Determine the electric force of a -8.0uc charge would experience when placed 14cm to the left of a 5.0uc charge.
got 18N, but I'm not sure if I add the negative to the answer
To determine the electric force between two charges, you can use Coulomb's law. Coulomb's law states that the electric force between two charges is directly proportional to the product of their charges and inversely proportional to the square of the distance between them.
In this case, you have:
Charge 1 (q1) = -8.0 μC (negative charge)

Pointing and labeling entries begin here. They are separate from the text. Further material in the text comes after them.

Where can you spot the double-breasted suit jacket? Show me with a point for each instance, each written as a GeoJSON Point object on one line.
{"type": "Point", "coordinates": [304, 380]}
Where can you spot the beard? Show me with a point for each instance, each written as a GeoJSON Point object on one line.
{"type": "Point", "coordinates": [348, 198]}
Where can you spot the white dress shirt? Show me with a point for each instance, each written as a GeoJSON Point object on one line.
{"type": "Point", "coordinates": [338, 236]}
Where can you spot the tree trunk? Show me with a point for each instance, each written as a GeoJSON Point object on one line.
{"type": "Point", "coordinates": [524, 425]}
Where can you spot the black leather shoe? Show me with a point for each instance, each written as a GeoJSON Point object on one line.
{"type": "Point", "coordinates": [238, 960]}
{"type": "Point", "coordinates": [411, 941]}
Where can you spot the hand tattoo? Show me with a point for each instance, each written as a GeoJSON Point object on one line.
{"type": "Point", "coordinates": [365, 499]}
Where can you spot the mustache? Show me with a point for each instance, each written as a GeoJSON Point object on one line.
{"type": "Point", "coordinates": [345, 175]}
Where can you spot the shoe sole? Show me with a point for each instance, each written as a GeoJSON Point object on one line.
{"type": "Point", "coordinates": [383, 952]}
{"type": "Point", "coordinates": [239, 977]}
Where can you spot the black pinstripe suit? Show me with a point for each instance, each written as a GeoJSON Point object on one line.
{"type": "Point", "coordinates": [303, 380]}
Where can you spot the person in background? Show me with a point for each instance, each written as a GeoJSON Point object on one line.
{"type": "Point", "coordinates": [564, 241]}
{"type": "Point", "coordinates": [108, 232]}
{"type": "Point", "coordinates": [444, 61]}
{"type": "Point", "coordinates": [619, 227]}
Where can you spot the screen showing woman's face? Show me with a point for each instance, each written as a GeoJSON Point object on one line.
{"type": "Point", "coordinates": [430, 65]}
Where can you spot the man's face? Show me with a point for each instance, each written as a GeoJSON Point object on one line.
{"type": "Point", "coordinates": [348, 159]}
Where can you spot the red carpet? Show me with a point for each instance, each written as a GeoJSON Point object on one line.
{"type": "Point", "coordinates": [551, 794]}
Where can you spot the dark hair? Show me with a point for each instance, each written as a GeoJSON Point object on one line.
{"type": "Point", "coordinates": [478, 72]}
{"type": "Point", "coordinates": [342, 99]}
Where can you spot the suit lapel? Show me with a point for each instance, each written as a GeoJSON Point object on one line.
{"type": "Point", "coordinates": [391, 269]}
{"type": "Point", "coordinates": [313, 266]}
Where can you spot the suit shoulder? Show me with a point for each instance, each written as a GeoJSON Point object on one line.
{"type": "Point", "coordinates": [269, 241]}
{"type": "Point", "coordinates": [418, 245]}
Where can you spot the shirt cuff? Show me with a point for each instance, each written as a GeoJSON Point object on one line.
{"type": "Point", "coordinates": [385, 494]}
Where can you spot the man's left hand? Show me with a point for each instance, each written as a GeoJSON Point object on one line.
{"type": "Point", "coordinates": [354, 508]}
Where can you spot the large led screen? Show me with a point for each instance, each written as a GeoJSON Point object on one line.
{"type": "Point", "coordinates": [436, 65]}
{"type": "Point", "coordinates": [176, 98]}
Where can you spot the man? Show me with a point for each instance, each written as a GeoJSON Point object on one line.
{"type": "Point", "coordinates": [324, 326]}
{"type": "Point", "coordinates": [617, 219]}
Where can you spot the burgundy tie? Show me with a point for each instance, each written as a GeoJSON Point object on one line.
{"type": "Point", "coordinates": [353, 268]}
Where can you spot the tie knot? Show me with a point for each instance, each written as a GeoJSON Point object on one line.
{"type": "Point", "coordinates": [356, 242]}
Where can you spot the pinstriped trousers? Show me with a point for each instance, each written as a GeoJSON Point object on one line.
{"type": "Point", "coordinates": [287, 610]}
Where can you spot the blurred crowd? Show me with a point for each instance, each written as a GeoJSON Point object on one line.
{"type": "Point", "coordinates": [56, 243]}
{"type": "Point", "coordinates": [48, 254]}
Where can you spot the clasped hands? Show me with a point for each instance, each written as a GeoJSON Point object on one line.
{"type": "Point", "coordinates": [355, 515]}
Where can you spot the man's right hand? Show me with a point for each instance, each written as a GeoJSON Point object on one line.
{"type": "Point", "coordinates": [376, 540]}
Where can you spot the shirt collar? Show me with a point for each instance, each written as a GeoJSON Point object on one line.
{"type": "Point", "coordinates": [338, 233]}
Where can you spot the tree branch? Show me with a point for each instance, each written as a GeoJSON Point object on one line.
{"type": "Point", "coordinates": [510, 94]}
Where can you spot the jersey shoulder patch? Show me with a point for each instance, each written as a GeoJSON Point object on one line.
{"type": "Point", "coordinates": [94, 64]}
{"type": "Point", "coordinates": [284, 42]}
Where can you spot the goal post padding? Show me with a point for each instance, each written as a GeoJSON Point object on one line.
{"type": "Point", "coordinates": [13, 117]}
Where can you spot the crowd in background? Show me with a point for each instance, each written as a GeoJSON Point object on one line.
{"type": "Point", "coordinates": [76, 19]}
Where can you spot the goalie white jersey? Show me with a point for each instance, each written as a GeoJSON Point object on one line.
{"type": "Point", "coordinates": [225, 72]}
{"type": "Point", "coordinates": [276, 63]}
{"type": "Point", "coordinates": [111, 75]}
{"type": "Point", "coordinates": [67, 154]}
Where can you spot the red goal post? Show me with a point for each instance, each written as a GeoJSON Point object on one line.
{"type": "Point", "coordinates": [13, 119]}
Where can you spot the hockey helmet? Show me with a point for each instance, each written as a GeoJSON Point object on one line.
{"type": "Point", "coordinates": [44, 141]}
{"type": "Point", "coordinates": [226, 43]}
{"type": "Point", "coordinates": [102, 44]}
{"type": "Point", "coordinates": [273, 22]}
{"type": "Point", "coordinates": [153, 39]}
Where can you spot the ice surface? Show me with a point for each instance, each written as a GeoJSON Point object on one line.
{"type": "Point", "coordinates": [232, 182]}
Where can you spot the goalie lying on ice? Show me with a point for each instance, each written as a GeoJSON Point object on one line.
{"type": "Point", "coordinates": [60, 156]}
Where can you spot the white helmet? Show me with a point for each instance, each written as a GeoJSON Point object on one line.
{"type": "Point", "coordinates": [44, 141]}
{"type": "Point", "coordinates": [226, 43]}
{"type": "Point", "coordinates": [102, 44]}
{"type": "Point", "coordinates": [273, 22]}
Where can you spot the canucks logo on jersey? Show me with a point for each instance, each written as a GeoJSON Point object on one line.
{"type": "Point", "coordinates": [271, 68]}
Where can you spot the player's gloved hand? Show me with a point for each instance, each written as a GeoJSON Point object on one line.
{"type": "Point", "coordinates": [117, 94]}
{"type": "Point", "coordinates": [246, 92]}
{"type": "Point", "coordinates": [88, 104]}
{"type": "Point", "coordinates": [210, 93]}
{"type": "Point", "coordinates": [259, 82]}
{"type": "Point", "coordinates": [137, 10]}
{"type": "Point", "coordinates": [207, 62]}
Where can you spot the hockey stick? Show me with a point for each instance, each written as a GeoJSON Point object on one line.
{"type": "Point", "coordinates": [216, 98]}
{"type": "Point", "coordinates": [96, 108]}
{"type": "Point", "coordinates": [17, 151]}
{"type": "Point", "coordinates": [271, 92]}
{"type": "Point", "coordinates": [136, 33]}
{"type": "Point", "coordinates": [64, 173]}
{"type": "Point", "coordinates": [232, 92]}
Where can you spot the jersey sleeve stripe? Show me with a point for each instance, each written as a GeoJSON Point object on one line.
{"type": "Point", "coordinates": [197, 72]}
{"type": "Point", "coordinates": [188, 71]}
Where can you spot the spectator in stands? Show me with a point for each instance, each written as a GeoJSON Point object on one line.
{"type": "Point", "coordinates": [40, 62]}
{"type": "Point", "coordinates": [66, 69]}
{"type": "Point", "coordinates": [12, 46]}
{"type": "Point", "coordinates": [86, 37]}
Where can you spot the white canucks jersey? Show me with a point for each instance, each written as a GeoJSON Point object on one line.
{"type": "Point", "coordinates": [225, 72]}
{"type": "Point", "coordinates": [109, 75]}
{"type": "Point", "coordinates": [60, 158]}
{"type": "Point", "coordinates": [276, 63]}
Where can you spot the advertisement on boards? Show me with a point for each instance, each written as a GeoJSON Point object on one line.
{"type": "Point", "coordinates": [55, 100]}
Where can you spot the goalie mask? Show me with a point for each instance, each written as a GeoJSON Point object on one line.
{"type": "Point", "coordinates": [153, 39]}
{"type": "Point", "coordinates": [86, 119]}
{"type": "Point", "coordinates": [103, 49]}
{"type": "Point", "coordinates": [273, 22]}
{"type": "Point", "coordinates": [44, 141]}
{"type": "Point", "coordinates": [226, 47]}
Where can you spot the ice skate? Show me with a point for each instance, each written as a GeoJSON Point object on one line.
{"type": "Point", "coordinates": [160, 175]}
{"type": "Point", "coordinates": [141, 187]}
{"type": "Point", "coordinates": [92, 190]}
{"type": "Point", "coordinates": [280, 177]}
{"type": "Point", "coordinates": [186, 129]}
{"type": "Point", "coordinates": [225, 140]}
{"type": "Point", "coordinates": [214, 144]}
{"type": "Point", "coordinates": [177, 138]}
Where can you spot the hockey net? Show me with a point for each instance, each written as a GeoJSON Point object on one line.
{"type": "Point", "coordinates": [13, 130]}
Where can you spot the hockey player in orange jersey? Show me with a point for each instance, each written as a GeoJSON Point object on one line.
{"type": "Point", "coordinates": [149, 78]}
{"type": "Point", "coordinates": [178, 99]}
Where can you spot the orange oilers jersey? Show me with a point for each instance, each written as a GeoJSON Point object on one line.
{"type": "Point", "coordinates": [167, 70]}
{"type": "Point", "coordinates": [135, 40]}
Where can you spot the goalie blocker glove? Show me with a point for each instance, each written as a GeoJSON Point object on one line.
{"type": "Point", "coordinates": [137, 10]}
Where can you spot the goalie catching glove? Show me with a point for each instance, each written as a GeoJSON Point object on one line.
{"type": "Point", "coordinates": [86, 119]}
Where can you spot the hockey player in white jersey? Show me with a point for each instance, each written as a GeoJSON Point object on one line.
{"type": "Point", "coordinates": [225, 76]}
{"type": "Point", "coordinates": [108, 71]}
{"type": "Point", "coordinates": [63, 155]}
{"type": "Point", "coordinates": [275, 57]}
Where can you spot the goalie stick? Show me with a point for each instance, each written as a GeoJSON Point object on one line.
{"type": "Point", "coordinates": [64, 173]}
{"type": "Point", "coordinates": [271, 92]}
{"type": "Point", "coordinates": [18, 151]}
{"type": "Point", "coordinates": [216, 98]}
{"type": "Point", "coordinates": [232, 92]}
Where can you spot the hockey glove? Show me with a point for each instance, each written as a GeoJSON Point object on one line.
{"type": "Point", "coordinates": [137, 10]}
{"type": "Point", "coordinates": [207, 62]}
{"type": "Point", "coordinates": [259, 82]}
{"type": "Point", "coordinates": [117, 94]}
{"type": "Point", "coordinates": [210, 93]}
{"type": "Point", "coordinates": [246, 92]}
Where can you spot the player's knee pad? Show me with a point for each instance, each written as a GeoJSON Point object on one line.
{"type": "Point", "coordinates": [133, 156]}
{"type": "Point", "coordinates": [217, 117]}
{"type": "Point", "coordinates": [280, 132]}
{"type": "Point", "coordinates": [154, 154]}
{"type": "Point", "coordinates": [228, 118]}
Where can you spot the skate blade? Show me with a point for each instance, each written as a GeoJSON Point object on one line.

Charge 2 (q2) = 5.0 μC (positive charge)
Distance (r) = 14 cm = 0.14 m
To calculate the electric force (F), you can use the formula:
F = k * (|q1| * |q2|) / r^2
where k is the electrostatic constant, equal to 9 × 10^9 N·m²/C².
Since both charges are given in microcoulombs (μC), you need to convert them to coulombs (C) by dividing by 10^6.
Calculating the electric force:
F = (9 × 10^9 N·m²/C²) * ((8.0 × 10^-6 C) * (5.0 × 10^-6 C)) / (0.14 m)^2
F = (9 × 10^9 N·m²/C²) * (4.0 × 10^-11 C²) / 0.0196 m²
F ≈ 1.84 N
Since the force between the charges is attractive due to the opposite signs of the charges, you should include the negative sign in the answer.
Therefore, the electric force experienced by the -8.0 μC charge when placed 14 cm to the left of the 5.0 μC charge is approximately -1.84 N.